Qu'est-ce que le Tobe-yaki ?
Le Tobe-yaki (砥部焼) est une porcelaine japonaise originaire de la petite ville de Tobe, dans le district d'Iyo, préfecture d'Ehime, sur l'île de Shikoku. Elle est apparue dans le dernier quart du XVIIIe siècle et est reconnue depuis 1976 par l'État japonais comme artisanat d'art traditionnel. Elle se caractérise par un tesson particulièrement épais et résistant aux chocs, un blanc légèrement teinté de gris et un décor sous glaçure discret dans un bleu de cobalt intense – appelé en japonais sometsuke (décor bleu et blanc sous glaçure). Contrairement aux célèbres porcelaines de Hizen, le Tobe-yaki n'a jamais été en premier lieu une porcelaine d'apparat ou d'exportation, mais de la vaisselle destinée à l'usage quotidien : bols à riz, assiettes, tasses et sobachoko, les petits bols pour le bouillon de nouilles. Le décor est peint à la main jusqu'à aujourd'hui, pièce par pièce.

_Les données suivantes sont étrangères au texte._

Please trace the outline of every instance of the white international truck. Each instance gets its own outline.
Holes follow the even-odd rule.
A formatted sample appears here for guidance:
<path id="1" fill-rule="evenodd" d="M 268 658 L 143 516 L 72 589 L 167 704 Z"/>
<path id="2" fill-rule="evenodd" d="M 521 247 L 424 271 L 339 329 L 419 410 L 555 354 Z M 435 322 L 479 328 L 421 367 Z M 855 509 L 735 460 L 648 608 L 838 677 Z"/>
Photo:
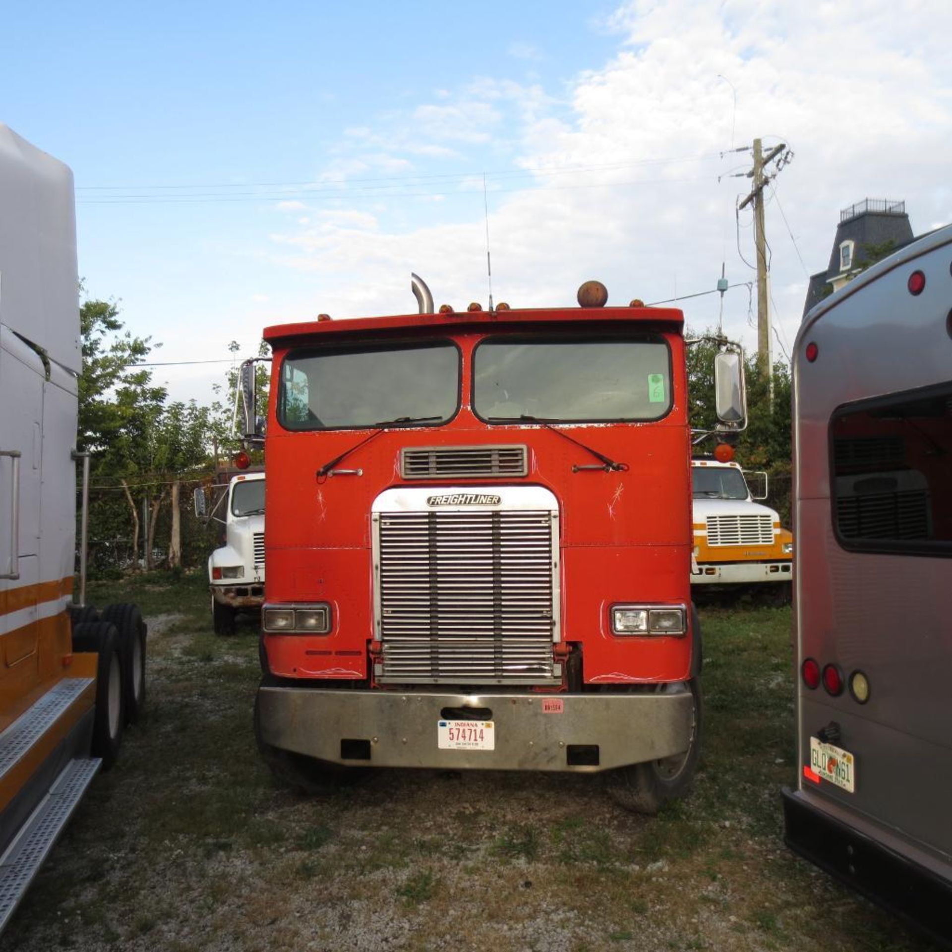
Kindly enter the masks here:
<path id="1" fill-rule="evenodd" d="M 145 701 L 139 609 L 84 605 L 78 288 L 72 173 L 0 125 L 0 929 Z"/>
<path id="2" fill-rule="evenodd" d="M 201 487 L 195 490 L 195 513 L 206 515 Z M 238 612 L 260 611 L 265 601 L 265 474 L 232 477 L 208 517 L 225 526 L 225 545 L 208 556 L 211 622 L 216 635 L 230 635 Z"/>
<path id="3" fill-rule="evenodd" d="M 764 474 L 765 480 L 765 474 Z M 793 536 L 774 509 L 761 506 L 737 463 L 691 461 L 694 496 L 695 585 L 786 583 L 793 565 Z"/>

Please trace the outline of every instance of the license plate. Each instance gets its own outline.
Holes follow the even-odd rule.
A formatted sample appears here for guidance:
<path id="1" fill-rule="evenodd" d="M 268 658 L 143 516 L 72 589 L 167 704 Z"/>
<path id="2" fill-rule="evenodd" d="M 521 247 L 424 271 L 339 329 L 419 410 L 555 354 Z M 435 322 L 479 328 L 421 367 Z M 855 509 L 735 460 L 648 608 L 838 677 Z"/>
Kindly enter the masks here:
<path id="1" fill-rule="evenodd" d="M 810 766 L 822 780 L 834 783 L 847 793 L 856 792 L 856 762 L 848 750 L 811 737 Z"/>
<path id="2" fill-rule="evenodd" d="M 437 744 L 441 750 L 495 750 L 496 725 L 492 721 L 440 721 Z"/>

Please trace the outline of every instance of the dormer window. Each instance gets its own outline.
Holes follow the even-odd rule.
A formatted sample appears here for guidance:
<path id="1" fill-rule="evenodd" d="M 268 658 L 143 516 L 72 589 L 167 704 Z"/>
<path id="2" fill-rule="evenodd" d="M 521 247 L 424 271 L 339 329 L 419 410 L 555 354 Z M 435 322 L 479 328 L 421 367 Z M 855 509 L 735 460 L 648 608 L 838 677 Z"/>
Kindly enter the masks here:
<path id="1" fill-rule="evenodd" d="M 840 270 L 848 271 L 853 267 L 853 242 L 844 241 L 840 245 Z"/>

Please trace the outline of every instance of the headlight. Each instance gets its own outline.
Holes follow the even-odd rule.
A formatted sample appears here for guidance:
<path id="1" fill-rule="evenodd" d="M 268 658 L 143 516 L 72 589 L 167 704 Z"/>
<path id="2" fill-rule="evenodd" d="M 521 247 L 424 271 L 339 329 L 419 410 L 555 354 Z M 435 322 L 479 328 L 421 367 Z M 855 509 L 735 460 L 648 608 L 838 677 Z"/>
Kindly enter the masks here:
<path id="1" fill-rule="evenodd" d="M 619 605 L 611 609 L 611 630 L 616 635 L 684 635 L 687 631 L 683 605 Z"/>
<path id="2" fill-rule="evenodd" d="M 266 608 L 262 613 L 266 631 L 293 631 L 293 608 Z"/>
<path id="3" fill-rule="evenodd" d="M 645 634 L 648 630 L 647 608 L 615 608 L 611 630 L 616 635 Z"/>
<path id="4" fill-rule="evenodd" d="M 330 605 L 266 605 L 262 623 L 272 635 L 326 635 L 330 631 Z"/>

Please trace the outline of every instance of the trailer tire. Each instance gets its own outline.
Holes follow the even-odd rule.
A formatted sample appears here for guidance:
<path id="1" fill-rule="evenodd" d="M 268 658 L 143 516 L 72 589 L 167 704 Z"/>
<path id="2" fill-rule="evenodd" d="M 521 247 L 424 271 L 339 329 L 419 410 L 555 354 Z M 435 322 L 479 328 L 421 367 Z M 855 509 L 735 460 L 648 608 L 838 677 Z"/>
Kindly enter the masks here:
<path id="1" fill-rule="evenodd" d="M 126 724 L 136 724 L 146 706 L 146 623 L 139 606 L 129 604 L 108 605 L 102 617 L 119 632 Z"/>
<path id="2" fill-rule="evenodd" d="M 235 633 L 235 610 L 229 605 L 222 605 L 211 596 L 211 626 L 216 635 L 233 635 Z"/>
<path id="3" fill-rule="evenodd" d="M 688 683 L 694 699 L 690 745 L 684 754 L 612 770 L 606 777 L 608 793 L 620 806 L 632 813 L 656 814 L 669 800 L 683 797 L 691 785 L 701 755 L 701 681 Z"/>
<path id="4" fill-rule="evenodd" d="M 267 678 L 262 681 L 262 684 L 269 683 L 269 679 Z M 289 750 L 280 750 L 266 744 L 261 737 L 257 694 L 254 698 L 254 740 L 258 753 L 272 776 L 282 783 L 293 787 L 298 793 L 308 797 L 334 793 L 340 787 L 355 783 L 365 773 L 359 767 L 343 767 L 338 764 L 319 761 Z"/>
<path id="5" fill-rule="evenodd" d="M 91 753 L 102 759 L 103 770 L 109 770 L 119 755 L 126 706 L 119 633 L 111 622 L 77 625 L 72 634 L 72 647 L 74 651 L 95 651 L 99 656 Z"/>

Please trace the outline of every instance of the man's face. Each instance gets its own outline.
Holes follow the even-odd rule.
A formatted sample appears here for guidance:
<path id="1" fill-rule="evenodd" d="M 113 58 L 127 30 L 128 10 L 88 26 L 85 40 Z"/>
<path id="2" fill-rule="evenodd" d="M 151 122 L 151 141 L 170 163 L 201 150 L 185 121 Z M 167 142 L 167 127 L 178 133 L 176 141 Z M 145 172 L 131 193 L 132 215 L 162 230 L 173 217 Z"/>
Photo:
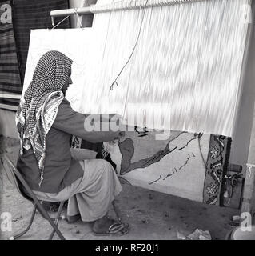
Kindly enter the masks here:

Le lieu qui porte le nom de la pierre à aiguiser
Le nom du lieu révèle son origine : le caractère 砥 dans Tobe signifie pierre à aiguiser. Les pierres à aiguiser des montagnes autour de Tobe, appelées Iyo-to, étaient déjà connues au-delà de la région à l'époque de Nara et à l'époque de Heian, et figurent dans d'anciens documents administratifs parmi les produits de la province d'Iyo. La découpe des blocs produisait cependant une quantité énorme de pierre de rebut, dont l'élimination pesait lourdement sur les villages. Le marchand d'Ōsaka, qui tenait entre ses mains la distribution des pierres à aiguiser d'Iyo, savait que l'on cuisait de la porcelaine à partir de la pierre à porcelaine d'Amakusa sur Kyūshū – et proposa au fief d'Ōzu de tenter la même chose avec les déchets de pierre à aiguiser. En 1775, Katō Yasutoki, neuvième seigneur du fief, ordonna la production de porcelaine ; il espérait ainsi assainir les finances délabrées de sa maison.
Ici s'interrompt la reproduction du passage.